И все вздохнули, в восторге от того, что слышали, и как бы участвуя в этой для всех важной и приятной печали. А Марья Алексеевна тотчас сказала лакею Петьке принести прохладительного.

Карамзин улыбнулся старинному простодушию и, казалось, повеселел. Обед сошел как нельзя лучше. Сергей Львович предался еде. Пастет из дичины был в меру горьковат. Разбойник Николашка готовил лучше, чем в Английском клубе[23]. И если бы за него предложили десять или пятнадцать тысяч, Сергей Львович не продал бы; а если бы и продал, жалел бы. Он ел медленно, страстно, со знанием дела.

После обеда, приятно ослабев, перешли в гостиную, чтобы провести время до вечернего чая. В полутемном зале пахло слегка затхолью, но Карамзин с удовольствием оглянулся по сторонам и сказал, что всякий раз дом их напоминает ему Лондон.

Сергей Львович, никак не могший привыкнуть к дому, почувствовал все его достоинства.

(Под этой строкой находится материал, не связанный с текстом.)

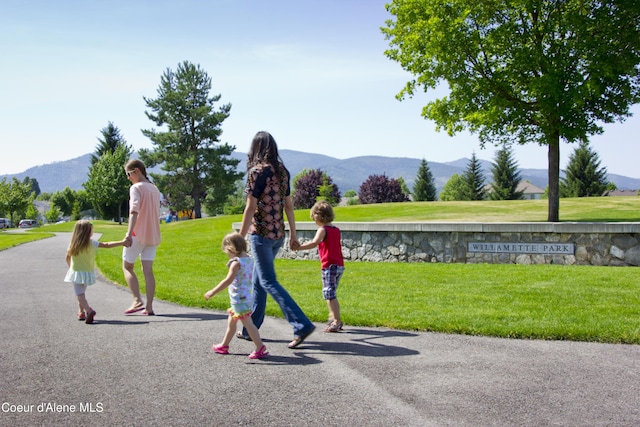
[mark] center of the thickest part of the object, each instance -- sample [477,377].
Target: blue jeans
[264,252]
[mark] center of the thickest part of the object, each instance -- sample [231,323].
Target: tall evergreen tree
[584,177]
[424,189]
[110,140]
[505,176]
[107,185]
[474,180]
[188,147]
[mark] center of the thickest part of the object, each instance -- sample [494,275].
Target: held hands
[294,244]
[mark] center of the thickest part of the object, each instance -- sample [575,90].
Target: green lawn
[583,303]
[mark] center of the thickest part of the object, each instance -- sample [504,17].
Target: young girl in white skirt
[81,259]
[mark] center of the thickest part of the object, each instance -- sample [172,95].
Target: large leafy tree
[424,188]
[188,146]
[521,71]
[15,199]
[506,176]
[473,179]
[107,184]
[584,177]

Устроились petis jeux[24], играли в буриме: писали стихи на заданные рифмы. Рифмы были: nouveauté – répéter[25], avis – esprit[26].

Карамзин, разумеется, написал гораздо изящнее и ловчее Василья Львовича и гораздо умнее, чем Монфор.

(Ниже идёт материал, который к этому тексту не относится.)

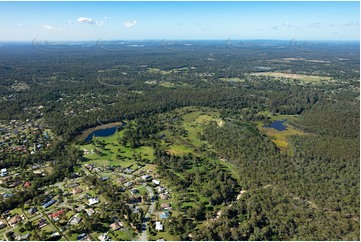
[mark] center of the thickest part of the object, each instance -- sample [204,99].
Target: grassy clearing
[280,138]
[304,78]
[232,79]
[113,153]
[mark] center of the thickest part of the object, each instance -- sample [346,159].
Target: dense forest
[311,193]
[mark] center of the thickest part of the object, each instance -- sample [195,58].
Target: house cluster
[18,137]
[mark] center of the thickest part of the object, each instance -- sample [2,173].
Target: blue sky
[26,21]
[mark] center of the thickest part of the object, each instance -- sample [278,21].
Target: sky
[82,21]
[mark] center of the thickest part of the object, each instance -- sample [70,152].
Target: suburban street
[144,236]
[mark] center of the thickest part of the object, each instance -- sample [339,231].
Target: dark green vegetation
[212,151]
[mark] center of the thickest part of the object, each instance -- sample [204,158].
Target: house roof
[158,226]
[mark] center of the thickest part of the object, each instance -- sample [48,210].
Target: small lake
[101,133]
[278,125]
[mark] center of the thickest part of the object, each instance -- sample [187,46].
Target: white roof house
[156,182]
[158,226]
[93,201]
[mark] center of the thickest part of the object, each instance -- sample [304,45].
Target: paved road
[144,236]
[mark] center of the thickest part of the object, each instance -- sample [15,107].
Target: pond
[101,133]
[278,125]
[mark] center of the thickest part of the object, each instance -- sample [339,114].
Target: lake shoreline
[84,134]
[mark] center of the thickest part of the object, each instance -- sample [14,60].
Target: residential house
[77,190]
[164,196]
[165,206]
[89,166]
[121,179]
[93,201]
[3,172]
[116,226]
[146,177]
[48,204]
[128,184]
[158,226]
[33,210]
[16,219]
[89,211]
[2,224]
[134,191]
[104,237]
[42,223]
[56,215]
[160,189]
[75,219]
[23,237]
[156,182]
[6,195]
[164,215]
[71,185]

Все невольно захлопали его катрену[27].

Монфор довольно счастливо рисовал кудрявых, как Сонцев, купидонов с луком и стрелой. Все попросили его показать свое искусство, и он охотно нарисовал в альбом Надежде Осиповне слепого купидона, оттенив выпуклости рук и ног, мелко завив волоса и означив ямки на щеках.

Василий Львович недаром просил нарисовать купидона. Он слышал о надписях: находясь в гостях у одной прекрасной женщины, Карамзин, с позволения хозяйки, исписал карандашом мраморного амура, стоявшего в комнате, с головы до ног. С легкой улыбкой он согласился вспомнить стихи и написал вокруг Монфорова амура по разным направлениям стихи: на голову —

Где труди́тся голова,
Там труда для сердца мало,
Там любви и не бывало,
Там любовь – одни слова,

на глазную повязку —

Любовь слепа для света
И, кроме своего
Бесценного предмета,
Не видит ничего —

и, наконец, на палец, которым Амур грозил, —

Награда скромности готова:
Будь счастлив – но ни слова!

Василий Львович заколыхался от удовольствия. Эта людскость, светскость восхищала его и нравилась ему. Дрожа от восторга и страха при одном взгляде на свою Цырцею, Василий Львович одновременно допускал шалости с крепостными девушками, а также на стороне, у известной сводни Панкратьевны, – он любил простонародный тон в любви, – но при всем этом старался соблюсти самую строгую тайну и был скромен. Он досадовал на брата, что в комнате нет мраморного амура; он помнил еще несколько экспромтов на руку, на крыло, на ногу, на спину амура, а альбомный листок был уже кругом исписан.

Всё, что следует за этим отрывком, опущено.